For the First Time, Lab-Grown Blood Is Pumped Into a Human’s Veins
Artificial blood may become a common reality, thanks to the first successful transfusion of lab-grown blood into a human. Luc...
Artificial blood may become a common reality, thanks to the first successful transfusion of lab-grown blood into a human. Luc Douay, of Pierre and Marie Curie University, Paris, extracted hematopoietic stem cells from a volunteer’s bone marrow, and encouraged these cells to grow into red blood cells with a cocktail of growth factors. Douay’s team labeled these cultured cells for tracing, and injected 10 billion of them (equalling 2 milliliters of blood) back into the marrow donor’s body.

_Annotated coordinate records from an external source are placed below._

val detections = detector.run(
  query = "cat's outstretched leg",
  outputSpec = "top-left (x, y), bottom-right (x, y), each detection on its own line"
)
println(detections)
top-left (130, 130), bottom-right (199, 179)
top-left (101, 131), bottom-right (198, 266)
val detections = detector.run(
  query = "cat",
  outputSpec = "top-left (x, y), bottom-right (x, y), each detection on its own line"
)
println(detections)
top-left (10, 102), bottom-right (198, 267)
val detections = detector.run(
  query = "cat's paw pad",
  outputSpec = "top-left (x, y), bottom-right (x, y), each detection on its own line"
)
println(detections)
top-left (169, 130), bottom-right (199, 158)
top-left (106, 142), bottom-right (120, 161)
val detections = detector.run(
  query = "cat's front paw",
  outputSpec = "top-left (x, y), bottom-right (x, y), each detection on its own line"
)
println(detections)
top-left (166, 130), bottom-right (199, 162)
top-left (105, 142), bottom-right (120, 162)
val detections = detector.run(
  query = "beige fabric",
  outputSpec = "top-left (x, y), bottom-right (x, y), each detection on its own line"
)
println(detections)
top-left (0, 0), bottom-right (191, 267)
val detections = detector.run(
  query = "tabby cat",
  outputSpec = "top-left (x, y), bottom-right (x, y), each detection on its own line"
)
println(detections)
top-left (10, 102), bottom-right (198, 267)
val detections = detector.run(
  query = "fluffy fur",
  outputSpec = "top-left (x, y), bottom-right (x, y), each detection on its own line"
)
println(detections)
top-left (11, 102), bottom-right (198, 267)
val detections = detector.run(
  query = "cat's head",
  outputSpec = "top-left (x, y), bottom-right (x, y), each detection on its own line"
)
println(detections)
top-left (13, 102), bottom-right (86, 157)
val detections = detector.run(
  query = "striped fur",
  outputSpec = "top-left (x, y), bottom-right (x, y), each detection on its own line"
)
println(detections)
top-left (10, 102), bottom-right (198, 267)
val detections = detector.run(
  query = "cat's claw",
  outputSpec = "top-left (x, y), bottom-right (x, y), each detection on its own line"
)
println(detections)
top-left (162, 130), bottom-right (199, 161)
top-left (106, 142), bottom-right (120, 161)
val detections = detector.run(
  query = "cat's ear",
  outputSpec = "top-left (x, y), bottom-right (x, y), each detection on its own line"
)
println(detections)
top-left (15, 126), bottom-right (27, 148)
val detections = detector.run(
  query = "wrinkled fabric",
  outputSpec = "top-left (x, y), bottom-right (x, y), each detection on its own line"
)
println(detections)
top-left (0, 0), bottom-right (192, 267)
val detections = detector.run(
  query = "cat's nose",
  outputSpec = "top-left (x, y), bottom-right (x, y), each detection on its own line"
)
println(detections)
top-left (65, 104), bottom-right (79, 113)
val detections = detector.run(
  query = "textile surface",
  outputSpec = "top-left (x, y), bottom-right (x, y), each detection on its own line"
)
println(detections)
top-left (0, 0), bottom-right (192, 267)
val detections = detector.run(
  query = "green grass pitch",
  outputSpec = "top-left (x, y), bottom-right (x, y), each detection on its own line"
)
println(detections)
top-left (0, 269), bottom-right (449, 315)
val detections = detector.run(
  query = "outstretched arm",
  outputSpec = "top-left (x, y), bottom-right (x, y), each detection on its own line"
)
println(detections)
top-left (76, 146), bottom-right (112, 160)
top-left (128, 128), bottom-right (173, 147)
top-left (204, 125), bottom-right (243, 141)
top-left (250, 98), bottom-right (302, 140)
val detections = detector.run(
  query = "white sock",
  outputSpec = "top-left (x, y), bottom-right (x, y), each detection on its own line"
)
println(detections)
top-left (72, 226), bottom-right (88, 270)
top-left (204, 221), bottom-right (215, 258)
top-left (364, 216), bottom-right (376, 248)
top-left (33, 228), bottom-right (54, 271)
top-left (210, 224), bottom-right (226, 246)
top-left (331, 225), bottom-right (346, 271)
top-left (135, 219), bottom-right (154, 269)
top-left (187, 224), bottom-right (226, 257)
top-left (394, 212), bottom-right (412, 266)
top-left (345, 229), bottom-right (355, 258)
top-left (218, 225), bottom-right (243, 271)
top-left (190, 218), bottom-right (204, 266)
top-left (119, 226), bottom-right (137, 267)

After five days, 94 to 100 percent of the blood cells remained circulating in the body. After 26 days, 41 to 63 percent remained, which is a normal survival rate for naturally produced blood cells. The cells functioned just like normal blood cells, effectively carrying oxygen around the body. “He showed that these cells do not have two tails or three horns and survive normally in the body,” said Anna Rita Migliaccio of Mount Sinai Medical Center in New York.
This is great news for international health care. “The results show promise that an unlimited blood reserve is within reach,” says Douay. The world is in dire need of a blood reserve, even with the rising donor numbers in the developed world. This need is even higher in parts of the world with high HIV infection rates, which have even lower reserves of donor-worthy blood.
Other attempts to synthesize blood have focused on creating an artificial blood substitute, rather than growing natural blood with artificial means. For example, Chris Cooper of the University of Essex in Colchester, UK, is working on a hemoglobin-based blood substitute that is less toxic than the protein in its unbound state. Artificial blood substitutes present a solution for transfusions after natural disasters and in remote areas. The artificial substitutes do not require refrigeration, unlike fresh and stem cell-grown blood.
The stem cell method has its own pros, though. “The advantage of stem cell technology is that the product will much more closely resemble a red cell transfusion, alleviating some of the safety concerns that continue around the use of the current generations of artificial products,” says Cooper.
While Douay’s results, published in the medical journal Blood, are a major step forward, mass-produced artificial blood is still a long way away. A patient in need of a blood transfusion would require 200 times the 10 billion cells that Douay and his colleagues used in the test. Robert Lanza, one of the first people to grow red blood cells in a lab on a large scale, suggests using embryonic stem cells, which could generate 10 times the amount grown by Douay.